Dans le cinéma de Merzak Allouache, le paradis prend des allures d’enfer

Tout l’humour algérien transparaît dans le titre du dernier film de Merzak Allouache, « Enquête au paradis », qui sort ce mercredi 16 janvier en salle en France. Ce réalisateur dont les fictions subtiles agacent toujours les ennemis de l’esprit critique propose cette fois un docu-fiction hors norme. Une journaliste interprétée par la comédienne Salima Abada enquête aux quatre coins de l’Algérie pour mesurer l’impact de la propagande salafiste du Maghreb et du Moyen-Orient.

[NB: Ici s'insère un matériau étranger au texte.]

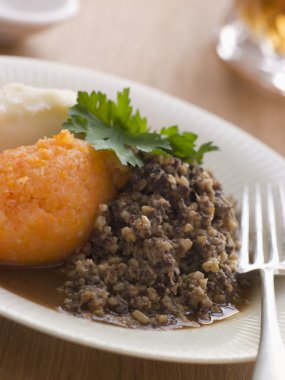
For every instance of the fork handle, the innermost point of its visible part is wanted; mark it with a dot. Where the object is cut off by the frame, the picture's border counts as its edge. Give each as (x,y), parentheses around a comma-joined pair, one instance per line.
(270,362)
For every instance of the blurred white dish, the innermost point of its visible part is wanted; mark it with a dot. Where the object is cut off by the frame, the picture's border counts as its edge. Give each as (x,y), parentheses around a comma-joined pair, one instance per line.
(242,160)
(19,18)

Décryptage.

Drôle, cette idée d’aller au-devant des Algériens pour leur demander comment ils voient le paradis. Rafraîchissant. Merzak Allouache pense-t-il à son propre pays, l’Algérie où, soit dit en passant, son film terminé en 2016 et primé dans différents festivals à travers le monde n’a pas encore trouvé de distributeur ? Khlass. Cette fresque austère, filmée en noir et blanc, est plus complexe qu’il n’y paraît. De quel paradis parle-t-il ? Réponse cinglante dès la première image.

Échos de la rue, sur une place, au ras des pavés, sous l’œil rassurant du réverbère : deux hommes aux airs de faux durs derrière leurs lunettes noires décrivent, émerveillés, éblouis, les 72 vierges (houris) qui sans nul doute les attendent là-bas… Sur fond de sirènes de police. La houri ? « Elle est encore plus belle que tout ce qu’on peut imaginer », dit l’un. Elle porte « 17 tenues superposées (et) il lui suffit de soulever un de ses vêtements pour illuminer la Terre et ses créatures », renchérit l’autre.
Ainsi commence ce docu-fiction fleuve (2h15 sous-titré en français), un film hors norme à plus d’un titre. Une femme, Nedjma, impulse le mouvement, interprétée par une comédienne qui joue le rôle d’une journaliste dans un quotidien d’Alger. Allouache lui a donné carte blanche pour mener l’enquête et, d’emblée, sa question crève l’écran. Comme une évidence que personne n’avait cru bon exprimer jusqu’ici.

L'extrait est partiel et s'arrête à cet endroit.